6. A method as claimed in claim 5, wherein when there are less than N/2 publishing behavior data, more than half of the publishing behavior data are collected in the forwarding behavior and the collection behavior respectively to supplement the publishing behavior data.

7. A method as claimed in claim 1, wherein the step 2 is to assign a weight coefficient 5 to the content of the publishing behavior, assign a weight coefficient 2.5 to the content of the forwarding behavior, assign a weight coefficient 2.5 to the content of the collecting behavior, assign a weight coefficient 0.5 to the content of the browsing behavior, and assign a weight coefficient 0.5-2.5 to the content of the praise behavior.

8. A method as claimed in claim 7, wherein the weighting factors of the content of the praise are given as: when the contents of the behavior approval are the contents of browsing, publishing or approval of the user's own object of interest, the weighting coefficient is given to be 0.5, when the contents of the behavior approval are the contents of forwarding or collection of the user's own object of interest, the weighting coefficient is given to be 0.7, and when the contents of the behavior approval are not associated with the user's own object of interest, the weighting coefficient is given to be 2.5.

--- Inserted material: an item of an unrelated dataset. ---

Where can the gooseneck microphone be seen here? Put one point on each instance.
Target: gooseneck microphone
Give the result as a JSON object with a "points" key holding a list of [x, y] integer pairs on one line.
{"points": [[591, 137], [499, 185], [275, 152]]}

9. The method as claimed in claim 1, wherein the step 3 is to send N data into a Bi-LSTM + Attention model to obtain N42-dimensional tag vectors, each dimension of the tag vectors has a probability value, the sum of the 42 probability values is 1, the probability value of each dimension is a specific gravity of the corresponding field of interest on the user, the weighted tag vector of each content is obtained by multiplying the weight coefficient corresponding to each content by the tag vector corresponding to the content, so as to obtain N weighted tag vectors, the weighted tag vectors are summed to obtain one tag vector, and 3 tags with the first three probability values are selected as interests of the user.